MIRTO – Ieri i carabinieri della stazione di Mirto hanno notato una colonna di fumo alzarsi in località collinare “Monte Pagano” e subito si sono diretti in quella direzione, bloccando l’unica strada interpoderale di accesso all’area, dove era parcheggiata l’autovettura di un allevatore, già attenzionato dai Carabinieri perché sospettato d’essere l’autore dei recenti incendi avvenuti nella stagione calda.
Muniti di strumentazione tecnica, le forze dell’ordine ispezionavano la zona circostante e hanno individuato un uomo, che è scappato precipitosamente dal luogo interessato dalle fiamme.
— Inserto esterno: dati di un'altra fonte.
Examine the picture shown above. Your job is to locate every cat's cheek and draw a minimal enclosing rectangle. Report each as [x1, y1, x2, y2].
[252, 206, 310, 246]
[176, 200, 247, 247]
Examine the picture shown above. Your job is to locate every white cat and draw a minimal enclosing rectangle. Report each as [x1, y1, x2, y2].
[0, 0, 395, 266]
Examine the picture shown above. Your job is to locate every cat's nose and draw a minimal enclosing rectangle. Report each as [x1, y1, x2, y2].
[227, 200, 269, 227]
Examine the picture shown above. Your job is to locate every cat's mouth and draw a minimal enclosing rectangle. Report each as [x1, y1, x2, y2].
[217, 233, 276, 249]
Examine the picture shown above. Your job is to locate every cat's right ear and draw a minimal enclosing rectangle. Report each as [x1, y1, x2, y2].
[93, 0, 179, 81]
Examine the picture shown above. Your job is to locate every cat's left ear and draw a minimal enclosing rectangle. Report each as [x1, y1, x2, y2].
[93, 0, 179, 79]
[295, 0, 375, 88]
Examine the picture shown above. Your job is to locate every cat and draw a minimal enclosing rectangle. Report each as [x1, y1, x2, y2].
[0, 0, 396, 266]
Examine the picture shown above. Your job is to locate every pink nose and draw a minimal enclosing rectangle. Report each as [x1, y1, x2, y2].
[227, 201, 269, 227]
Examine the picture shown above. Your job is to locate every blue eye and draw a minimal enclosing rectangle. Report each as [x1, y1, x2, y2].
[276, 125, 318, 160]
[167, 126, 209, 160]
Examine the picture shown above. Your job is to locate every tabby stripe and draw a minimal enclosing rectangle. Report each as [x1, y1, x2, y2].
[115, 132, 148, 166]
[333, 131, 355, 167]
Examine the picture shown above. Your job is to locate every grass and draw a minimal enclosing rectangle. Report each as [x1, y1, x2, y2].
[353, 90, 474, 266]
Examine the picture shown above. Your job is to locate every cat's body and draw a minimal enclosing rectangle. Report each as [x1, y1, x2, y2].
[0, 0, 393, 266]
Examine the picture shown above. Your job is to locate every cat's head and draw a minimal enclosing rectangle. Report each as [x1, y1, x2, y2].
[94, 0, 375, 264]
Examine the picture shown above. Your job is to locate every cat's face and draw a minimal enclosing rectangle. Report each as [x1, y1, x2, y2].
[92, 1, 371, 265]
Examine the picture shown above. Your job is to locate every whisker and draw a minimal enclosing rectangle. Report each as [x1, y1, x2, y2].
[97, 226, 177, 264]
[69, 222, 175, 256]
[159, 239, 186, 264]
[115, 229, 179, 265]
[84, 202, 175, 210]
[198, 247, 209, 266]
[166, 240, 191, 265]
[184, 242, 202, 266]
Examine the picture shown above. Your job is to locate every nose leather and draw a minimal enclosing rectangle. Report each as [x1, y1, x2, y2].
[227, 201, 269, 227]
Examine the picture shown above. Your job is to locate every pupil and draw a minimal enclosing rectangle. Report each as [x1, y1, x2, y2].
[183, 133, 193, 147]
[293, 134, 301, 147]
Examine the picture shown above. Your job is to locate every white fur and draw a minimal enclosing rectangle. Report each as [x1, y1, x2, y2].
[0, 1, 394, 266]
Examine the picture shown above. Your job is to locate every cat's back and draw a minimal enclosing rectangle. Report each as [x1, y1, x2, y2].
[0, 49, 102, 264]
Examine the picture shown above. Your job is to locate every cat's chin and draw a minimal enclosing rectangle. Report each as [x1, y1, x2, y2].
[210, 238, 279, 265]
Ma nonostante ciò lo hanno raggiunto e bloccato l’uomo, poi identificato in Gaetano Sebastiano Liuzzo Scorpo, 39 anni, allevatore, e lo hanno trovato in possesso di un coltello a serramanico di genere vietato e due accendini.
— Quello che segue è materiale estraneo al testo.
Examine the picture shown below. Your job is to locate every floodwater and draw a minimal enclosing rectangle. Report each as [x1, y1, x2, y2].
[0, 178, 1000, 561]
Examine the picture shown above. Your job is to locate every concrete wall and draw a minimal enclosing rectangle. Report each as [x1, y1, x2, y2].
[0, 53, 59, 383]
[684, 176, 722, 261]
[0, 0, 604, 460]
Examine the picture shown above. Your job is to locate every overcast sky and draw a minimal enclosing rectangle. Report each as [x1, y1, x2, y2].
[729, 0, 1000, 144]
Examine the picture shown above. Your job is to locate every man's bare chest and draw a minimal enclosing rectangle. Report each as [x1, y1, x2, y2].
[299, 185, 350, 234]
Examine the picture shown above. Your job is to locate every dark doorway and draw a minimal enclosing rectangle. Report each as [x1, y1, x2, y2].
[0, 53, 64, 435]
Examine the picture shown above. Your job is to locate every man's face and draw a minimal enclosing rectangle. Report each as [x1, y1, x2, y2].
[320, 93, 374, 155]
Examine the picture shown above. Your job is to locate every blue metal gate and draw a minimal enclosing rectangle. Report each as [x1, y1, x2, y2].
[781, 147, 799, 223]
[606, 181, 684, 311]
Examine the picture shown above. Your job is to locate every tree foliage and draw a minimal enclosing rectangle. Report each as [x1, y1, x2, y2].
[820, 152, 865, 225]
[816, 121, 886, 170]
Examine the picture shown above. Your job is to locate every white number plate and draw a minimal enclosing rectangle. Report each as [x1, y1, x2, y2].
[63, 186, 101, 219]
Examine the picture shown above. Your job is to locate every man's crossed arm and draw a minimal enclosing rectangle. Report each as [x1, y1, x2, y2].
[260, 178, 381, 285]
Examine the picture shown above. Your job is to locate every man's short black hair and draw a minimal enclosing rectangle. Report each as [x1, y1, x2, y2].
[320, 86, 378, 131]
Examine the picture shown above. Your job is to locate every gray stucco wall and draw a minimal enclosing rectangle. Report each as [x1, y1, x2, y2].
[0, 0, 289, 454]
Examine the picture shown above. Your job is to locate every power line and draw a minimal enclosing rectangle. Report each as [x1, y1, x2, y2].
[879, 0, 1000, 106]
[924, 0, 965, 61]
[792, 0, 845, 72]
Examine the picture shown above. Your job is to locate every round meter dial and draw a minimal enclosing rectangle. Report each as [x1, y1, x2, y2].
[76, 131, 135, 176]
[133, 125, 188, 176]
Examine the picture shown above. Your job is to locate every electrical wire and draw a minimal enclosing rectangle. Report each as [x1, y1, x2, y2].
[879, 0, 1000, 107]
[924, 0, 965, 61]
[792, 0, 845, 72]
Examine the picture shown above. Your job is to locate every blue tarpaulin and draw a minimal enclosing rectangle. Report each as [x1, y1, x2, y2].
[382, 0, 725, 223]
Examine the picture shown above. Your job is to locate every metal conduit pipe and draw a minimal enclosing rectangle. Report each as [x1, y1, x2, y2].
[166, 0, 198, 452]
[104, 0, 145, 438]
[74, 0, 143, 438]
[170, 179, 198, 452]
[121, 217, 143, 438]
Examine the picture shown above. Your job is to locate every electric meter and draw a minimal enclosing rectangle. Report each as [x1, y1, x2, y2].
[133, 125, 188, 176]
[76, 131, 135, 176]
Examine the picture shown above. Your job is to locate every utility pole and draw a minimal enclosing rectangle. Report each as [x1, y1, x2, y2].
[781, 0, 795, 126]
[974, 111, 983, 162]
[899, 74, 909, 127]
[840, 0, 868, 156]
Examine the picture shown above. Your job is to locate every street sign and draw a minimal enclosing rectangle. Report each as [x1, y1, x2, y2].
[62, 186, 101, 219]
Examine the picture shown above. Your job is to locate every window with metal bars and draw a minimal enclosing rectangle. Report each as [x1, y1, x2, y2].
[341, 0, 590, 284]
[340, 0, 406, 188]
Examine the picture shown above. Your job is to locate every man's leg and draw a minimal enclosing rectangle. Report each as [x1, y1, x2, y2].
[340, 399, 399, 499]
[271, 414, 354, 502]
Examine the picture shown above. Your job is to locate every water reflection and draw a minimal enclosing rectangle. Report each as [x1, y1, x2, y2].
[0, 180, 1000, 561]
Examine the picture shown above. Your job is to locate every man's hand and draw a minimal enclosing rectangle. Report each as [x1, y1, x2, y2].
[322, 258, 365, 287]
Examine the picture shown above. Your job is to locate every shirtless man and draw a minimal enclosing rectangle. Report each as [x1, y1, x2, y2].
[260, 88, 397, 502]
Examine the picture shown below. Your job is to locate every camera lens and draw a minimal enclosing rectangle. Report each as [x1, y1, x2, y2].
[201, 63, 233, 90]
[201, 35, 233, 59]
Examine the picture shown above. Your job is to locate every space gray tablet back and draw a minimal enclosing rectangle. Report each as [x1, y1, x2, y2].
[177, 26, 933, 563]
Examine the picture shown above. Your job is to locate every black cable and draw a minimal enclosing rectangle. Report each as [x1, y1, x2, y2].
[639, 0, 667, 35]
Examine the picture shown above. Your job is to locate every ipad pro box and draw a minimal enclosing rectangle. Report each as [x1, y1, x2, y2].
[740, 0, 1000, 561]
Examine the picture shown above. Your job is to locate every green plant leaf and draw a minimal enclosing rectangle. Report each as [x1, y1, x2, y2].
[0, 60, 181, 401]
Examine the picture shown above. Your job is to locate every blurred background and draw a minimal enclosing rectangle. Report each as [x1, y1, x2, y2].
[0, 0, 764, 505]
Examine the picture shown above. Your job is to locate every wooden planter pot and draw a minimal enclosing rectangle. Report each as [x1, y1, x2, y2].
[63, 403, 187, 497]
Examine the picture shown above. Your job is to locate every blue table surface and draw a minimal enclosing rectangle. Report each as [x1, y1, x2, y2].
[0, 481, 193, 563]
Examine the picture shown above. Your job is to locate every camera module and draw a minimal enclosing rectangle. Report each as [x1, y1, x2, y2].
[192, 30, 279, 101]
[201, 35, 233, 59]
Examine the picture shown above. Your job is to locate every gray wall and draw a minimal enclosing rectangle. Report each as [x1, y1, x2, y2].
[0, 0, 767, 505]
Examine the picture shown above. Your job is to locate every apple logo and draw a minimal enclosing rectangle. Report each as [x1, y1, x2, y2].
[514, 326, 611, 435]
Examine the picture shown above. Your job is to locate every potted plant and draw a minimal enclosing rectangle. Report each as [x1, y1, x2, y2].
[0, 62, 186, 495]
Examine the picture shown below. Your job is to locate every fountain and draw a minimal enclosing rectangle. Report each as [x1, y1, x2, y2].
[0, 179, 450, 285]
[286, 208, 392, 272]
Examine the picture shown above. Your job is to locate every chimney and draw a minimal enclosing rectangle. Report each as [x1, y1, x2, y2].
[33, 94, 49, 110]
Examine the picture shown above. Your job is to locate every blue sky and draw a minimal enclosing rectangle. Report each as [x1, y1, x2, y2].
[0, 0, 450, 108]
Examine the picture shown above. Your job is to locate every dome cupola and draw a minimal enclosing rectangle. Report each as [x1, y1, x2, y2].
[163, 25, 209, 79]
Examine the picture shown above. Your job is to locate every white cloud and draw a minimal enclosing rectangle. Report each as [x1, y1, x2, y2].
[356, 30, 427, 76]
Così hanno richiesto l’intervento dei vigili del fuoco, che hanno domato le fiamme e hanno messo in sicurezza l’area. Spento l’incendio, hanno ispezionato i luoghi, riscontrando che il fuoco era stato appiccato in ben cinque punti diversi e alimentato dal forte vento aveva già bruciato circa 500 metri quadri di macchia mediterranea.
Accertato ciò i carabinieri hanno proceduto ad arrestare il piromane e a porre sotto sequestro il materiale trovato in suo possesso. Informata l’Autorità Giudiziaria, lo hanno posto agli arresti domiciliari, in attesa dell’udienza di convalida.